TE ŌHANGA MAURI #144 - ENERGY SOVEREIGNTY: POWERING OURSELVES WITH RENEWABLE ELECTRICITY

Tēnā koutou e te whānau. In our previous posts, we explored how keeping our timber in the North allows us to build healthy homes and how healing our whānau is better than building prisons. Today, we are looking at the literal "power" behind this vision. To run a local housing factory or keep a home warm, we need energy. In this post, we look at how the North can stop buying expensive power from far away and start generating its own.

The Problem: Paying for the Long Wire

Currently, the way we get electricity is another part of the "Leaky Bucket" economy. Even though we have incredible energy resources right here in Taitokerau, we often pay some of the highest power prices in the country. This is because we are at the end of a very long wire.
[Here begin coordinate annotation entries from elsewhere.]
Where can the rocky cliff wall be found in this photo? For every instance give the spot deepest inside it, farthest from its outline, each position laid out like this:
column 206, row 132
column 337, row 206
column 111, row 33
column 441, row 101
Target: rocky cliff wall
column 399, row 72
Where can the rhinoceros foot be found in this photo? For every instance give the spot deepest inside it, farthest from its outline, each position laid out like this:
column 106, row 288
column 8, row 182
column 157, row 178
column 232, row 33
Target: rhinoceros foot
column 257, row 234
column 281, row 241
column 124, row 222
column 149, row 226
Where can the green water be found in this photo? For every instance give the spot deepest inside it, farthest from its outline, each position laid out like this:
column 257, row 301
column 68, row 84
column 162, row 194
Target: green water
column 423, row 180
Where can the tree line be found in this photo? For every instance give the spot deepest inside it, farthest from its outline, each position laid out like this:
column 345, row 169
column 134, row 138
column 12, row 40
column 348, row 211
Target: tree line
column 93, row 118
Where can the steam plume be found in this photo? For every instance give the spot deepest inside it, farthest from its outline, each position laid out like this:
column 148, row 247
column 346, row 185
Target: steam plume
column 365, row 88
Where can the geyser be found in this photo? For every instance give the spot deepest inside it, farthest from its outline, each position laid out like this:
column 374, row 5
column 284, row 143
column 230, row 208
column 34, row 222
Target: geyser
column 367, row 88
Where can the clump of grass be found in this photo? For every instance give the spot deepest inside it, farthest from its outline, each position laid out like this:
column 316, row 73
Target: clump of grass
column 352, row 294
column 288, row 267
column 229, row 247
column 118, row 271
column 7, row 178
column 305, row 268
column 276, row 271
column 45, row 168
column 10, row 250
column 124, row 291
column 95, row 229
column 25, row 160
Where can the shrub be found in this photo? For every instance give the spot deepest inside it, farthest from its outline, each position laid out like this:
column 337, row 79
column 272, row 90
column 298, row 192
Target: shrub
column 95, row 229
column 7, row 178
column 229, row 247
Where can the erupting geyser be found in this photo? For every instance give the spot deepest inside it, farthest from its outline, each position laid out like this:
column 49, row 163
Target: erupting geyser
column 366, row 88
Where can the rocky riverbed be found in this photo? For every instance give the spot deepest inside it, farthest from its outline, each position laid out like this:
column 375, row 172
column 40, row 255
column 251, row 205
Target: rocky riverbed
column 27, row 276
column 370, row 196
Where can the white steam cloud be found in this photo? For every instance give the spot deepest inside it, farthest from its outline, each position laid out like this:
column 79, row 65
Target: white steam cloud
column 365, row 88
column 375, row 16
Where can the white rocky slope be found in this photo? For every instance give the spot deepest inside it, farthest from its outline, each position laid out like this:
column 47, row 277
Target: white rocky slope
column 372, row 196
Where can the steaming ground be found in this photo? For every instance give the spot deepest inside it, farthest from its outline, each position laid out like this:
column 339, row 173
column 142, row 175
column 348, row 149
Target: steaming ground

The current system is built on a "Money-First" model where big gentailers (companies that both generate and sell power) focus on dividends for shareholders. We pay for the maintenance of a national grid and the profits of middlemen, even when the sun is shining on our own roofs or the heat is rising from our own ground. When a whānau has to choose between heating the house and buying healthy food, the "Mauri" (the life force) of that home is being drained by a bill.

The Proposal: Local Power for Local People

We are proposing a strategy for Energy Sovereignty. Instead of being at the mercy of a distant market, this model suggests we use the natural gifts of our region to power our own lives.